Leo was on track for his early milestones like smiling, babbling, sitting up, and crawling.  It wasn't until later that I began to wish my baby would be doing things other than being happy and healthy - namely, walking and talking.  One of the very few downsides of having many friends with kids the same age as yours is that comparisons can readily be drawn once kids start developing at different rates.  If we lived in South Dakota in 1800 with no Internet, I wouldn't have known that most kids start walking and talking around a year.  I would have just said, "Look at my happy and healthy baby!"  But, because we live in 2014 and I have the fortune of knowing many kids the same age as Leo, it became "Look at my happy and hea...WHY ISN'T HE WALKING AND TALKING?!?" 

Look, of course we all want our kids to be the best at most things and maybe the second best at one thing(you know, to keep them humble).  We worry about what people might think about our kids - are they smart enough?  cute enough?  athletic enough?  We want them to be good at something and for that something to help them to be successful in life(hello, someone needs to pay for our retirement).  But as an anxiety ridden mother, my main concern when Leo wasn't meeting milestones was that there was SOMETHING WRONG. At the end of the day, I NEEDED to know that he would eventually do all these things. Even though as a teacher I say to parents all the time, "Kids develop at different rates.  All kids have strengths and weaknesses.  STOP JUDGING AND WORRYING ABOUT YOUR CHILD AND ENJOY THEM.", it becomes much harder to remember these ideas when it is your own child.  So, when Leo took his time walking, I was DEEPLY concerned that he had some sort of undiagnosed motoric issue that would probably prevent him from ever walking, not the more likely diagnosis of "he's just developing at his own pace."  And, when he finally did walk, I breathed a huge sigh of relief and moved right along into worrying about his talking.  You would think that I would say to myself, wow, maybe he'll just talk when he's ready just like he walked when he was ready, but nope, right into undiagnosed cognitive issue that would prevent him from ever talking.  I'm just so productive. 

When Leo didn't have the requisite "three words at 15 months" milestone happening, we decided to have him evaluated for early intervention.  This is an evaluation that you request through your doctor and is basically the most anxiety provoking thing you can do as a parent.  An evaluator comes to your house armed with toys and a list of skills that your baby should have.  They proceed to "play" with your child while keeping in mind the set list of skills and, at the end, they give your child an "age" based on the skills that they are demonstrating or not demonstrating.  Leo was on target for physical, adaptive, and social skills but was the equivalent of around 10 - 12 months for cognitive and speech skills. This was quite the 1-2 punch at the time. Even though we had a happy and healthy kid, I couldn't stop worrying about the results of the evaluation and what it meant for his future.  That's right, I was totally predicting everything about Leo's path in life based on this evaluation.  To make matters worse, I also knew that there were many wonderful children out there who have real delays and diagnoses.  Would I worry about or judge those children in the same way that I was judging my own?  Of course not.
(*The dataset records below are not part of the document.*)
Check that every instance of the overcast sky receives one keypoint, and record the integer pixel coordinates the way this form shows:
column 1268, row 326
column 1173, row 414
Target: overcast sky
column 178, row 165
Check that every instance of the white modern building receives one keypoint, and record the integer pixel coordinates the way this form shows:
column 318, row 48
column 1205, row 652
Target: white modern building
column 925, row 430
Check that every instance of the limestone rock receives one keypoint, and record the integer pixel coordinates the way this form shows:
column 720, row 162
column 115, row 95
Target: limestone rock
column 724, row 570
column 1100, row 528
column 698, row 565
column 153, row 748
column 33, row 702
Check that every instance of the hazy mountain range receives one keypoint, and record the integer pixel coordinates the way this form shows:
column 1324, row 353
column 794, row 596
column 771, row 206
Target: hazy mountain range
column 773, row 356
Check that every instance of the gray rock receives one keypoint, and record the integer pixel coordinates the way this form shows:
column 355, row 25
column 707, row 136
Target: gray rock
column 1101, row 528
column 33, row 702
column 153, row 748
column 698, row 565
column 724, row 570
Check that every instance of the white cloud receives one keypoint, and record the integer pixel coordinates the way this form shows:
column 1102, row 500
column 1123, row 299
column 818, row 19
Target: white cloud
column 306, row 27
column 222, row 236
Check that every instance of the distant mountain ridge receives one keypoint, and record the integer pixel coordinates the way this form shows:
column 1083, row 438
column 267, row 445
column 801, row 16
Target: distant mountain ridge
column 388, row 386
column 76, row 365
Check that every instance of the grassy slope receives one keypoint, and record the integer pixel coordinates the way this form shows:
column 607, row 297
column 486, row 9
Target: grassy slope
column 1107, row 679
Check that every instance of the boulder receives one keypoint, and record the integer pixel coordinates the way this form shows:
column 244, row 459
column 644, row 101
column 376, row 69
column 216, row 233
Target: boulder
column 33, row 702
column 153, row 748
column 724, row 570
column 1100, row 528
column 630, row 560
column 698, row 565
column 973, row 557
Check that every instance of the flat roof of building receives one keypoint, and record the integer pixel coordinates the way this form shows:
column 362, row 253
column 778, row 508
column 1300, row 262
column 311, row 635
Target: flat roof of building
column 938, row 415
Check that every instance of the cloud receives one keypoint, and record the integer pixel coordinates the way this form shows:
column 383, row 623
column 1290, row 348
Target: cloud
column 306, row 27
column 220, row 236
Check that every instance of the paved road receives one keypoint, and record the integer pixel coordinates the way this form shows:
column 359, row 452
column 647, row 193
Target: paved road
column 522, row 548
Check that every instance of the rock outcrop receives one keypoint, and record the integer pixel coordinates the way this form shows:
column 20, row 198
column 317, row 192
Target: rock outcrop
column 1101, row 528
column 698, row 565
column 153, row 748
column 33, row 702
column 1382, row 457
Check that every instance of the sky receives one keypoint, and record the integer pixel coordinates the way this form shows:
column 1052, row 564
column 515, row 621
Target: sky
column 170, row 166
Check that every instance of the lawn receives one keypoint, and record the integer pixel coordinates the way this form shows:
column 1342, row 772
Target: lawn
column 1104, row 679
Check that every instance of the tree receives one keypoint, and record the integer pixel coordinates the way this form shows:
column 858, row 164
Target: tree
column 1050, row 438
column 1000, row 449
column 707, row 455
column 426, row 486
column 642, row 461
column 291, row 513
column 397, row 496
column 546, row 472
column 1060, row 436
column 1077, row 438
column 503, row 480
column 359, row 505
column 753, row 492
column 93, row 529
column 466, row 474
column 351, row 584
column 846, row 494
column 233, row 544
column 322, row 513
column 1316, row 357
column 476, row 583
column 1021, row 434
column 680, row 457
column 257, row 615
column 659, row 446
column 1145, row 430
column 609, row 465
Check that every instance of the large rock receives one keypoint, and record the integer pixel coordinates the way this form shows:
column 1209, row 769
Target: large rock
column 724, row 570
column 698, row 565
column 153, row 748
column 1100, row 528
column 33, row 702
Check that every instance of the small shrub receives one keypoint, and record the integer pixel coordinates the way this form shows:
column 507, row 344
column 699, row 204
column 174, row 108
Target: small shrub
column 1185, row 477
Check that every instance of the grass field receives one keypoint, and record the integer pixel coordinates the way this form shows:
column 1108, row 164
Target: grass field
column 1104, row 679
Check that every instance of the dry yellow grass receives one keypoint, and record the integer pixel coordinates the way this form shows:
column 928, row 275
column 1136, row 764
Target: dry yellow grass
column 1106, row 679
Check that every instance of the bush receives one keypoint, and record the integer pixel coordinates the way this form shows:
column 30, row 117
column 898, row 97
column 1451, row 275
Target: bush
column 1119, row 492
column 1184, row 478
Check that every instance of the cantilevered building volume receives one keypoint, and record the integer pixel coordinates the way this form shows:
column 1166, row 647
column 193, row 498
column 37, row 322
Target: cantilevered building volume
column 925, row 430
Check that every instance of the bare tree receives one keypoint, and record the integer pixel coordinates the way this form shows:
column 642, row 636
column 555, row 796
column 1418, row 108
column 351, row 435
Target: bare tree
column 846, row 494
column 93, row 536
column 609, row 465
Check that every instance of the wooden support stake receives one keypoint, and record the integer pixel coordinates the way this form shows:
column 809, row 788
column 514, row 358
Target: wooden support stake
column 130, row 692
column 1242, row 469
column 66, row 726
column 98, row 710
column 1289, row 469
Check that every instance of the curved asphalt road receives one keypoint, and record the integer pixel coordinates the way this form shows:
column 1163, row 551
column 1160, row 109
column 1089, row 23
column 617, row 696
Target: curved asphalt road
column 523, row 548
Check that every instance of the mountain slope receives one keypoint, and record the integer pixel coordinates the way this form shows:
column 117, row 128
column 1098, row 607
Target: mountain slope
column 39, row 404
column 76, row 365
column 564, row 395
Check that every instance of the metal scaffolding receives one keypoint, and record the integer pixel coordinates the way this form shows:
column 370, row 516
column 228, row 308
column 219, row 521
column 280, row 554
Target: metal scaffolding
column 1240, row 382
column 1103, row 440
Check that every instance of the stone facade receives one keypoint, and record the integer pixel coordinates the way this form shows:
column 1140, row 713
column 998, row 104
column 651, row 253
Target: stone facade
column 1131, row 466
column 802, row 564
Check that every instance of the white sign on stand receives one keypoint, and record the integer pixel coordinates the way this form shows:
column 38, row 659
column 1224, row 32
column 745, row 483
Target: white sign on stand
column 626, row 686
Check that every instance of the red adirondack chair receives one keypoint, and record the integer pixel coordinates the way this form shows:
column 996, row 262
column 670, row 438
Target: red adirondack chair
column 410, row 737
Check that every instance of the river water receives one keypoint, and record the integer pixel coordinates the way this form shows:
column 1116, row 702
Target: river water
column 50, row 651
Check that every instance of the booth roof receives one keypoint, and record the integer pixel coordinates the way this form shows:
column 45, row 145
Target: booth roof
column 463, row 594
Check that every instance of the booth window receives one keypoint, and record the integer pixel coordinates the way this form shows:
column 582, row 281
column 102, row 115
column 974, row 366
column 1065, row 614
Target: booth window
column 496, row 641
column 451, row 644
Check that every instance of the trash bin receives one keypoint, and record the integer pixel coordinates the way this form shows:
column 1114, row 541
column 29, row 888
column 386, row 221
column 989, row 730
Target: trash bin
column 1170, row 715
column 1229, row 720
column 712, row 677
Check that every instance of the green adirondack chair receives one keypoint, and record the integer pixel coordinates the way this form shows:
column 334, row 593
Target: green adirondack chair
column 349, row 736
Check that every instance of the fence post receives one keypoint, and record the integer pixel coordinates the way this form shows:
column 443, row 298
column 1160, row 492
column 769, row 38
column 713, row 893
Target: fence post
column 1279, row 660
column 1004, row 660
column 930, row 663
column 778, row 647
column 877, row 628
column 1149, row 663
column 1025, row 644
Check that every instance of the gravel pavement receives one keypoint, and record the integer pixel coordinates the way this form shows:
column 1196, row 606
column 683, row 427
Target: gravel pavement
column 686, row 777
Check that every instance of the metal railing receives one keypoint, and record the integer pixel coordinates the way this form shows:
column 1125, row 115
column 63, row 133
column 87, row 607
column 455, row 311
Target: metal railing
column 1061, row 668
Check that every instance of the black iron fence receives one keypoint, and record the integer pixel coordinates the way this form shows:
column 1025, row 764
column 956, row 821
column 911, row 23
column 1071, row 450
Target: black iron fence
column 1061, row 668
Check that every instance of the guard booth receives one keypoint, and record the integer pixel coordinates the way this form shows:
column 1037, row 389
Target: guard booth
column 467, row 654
Leo has been enrolled in speech and cognitive therapy for around 5 months now and is making lots of progress.  He's fully up to speed in the cognitive arena and while he still has speech delays, he's made huge gains since he began.  I think these positive developments have made it easier for me to just enjoy Leo for who he is - a happy, healthy toddler.  But, I'm working on just appreciating these qualities no matter where he is developmentally and not worrying that it might be indicative of a significant problem if he's behind in some areas. It's interesting how every time he gets sick, it's so easy to focus on just wanting the smile to be back on his face and a healthy body to be behind it!  That's what's really important.